The mining industry in Brazil is in good shape

24/03/2022
Luís Maurício Azevedo, president of the Brazilian Association of Mineral and Mining Research Companies (ABPM) sums up the favourable performance achieved by Brazilian mining in 2021, when output increased by more than 60 percent, in local currency terms.

“The mining industry in Brazil is in good shape as long as commodity prices are booming.” In these words Luís Maurício Azevedo, president of the Brazilian Association of Mineral and Mining Research Companies (ABPM) sums up the favourable performance achieved by Brazilian mining in 2021, when output increased by more than 60 percent, in local currency terms. The increase was led chiefly by iron ore and gold, the country’s leading mine products, which together account for above 80 percent of the total. Iron ore prices in 2021 averaged around US$ 160 per ton, while the gold price was about US$ 1,800 per ounce. The exchange rate also helped, with the dollar close to the R$ 5.50 level almost the whole year. As a result, companies’ sales income improved, in local currency terms.

While he celebrates the industry’s favourable performance in 2021, Azevedo regrets that he saw “not much being done to attract more investments and develop new ventures.” There is undue timidity in this area, he says, while he recognises that the resolutions adopted by the National Mining Agency (ANM) were good signs, though long delayed. “The most important resolutions - one on the system of resources and reserves, another on the reuse of tailings, and a third authorising the use of mining rights as collateral for bank borrowing - took four years to see the light of day.”

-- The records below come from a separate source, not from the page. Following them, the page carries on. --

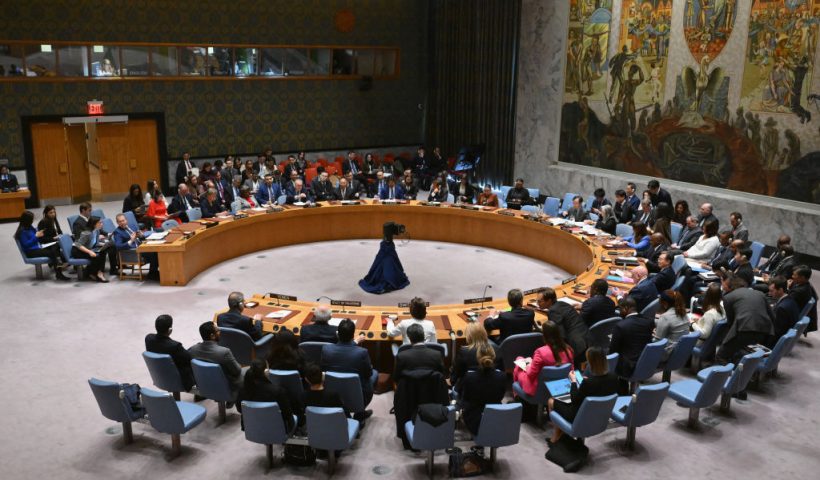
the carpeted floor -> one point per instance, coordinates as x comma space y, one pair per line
60, 334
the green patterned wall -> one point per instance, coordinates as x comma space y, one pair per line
219, 116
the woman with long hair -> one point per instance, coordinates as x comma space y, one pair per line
29, 239
555, 352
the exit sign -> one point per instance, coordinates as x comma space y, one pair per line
94, 107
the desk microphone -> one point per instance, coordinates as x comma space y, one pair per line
484, 294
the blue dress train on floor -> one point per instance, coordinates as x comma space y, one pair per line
386, 274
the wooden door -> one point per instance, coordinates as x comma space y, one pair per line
77, 156
143, 151
50, 163
112, 154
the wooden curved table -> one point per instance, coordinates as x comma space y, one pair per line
192, 248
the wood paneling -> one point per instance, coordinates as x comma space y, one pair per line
50, 163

Azevedo feels frustrated, he says, in the case of the mining rights to be used as collateral because the new rule basically repeats what was already in the Mining Code. In other words, only a mining licence can serve as collateral, while the industry had been calling for the research licence - giving the holder priority to explore a given area - or the research report could also be used. “In the use of mining rights as collateral we saw a very good possibility for leveraging investments,” Azevedo says. In the question of the reuse of tailings, he says the new rule will have little effect in reducing tax exposure, while he concedes that it also has a favourable aspect, since it will facilitate sales of materials that had been a source of enormous difficulties for mining companies.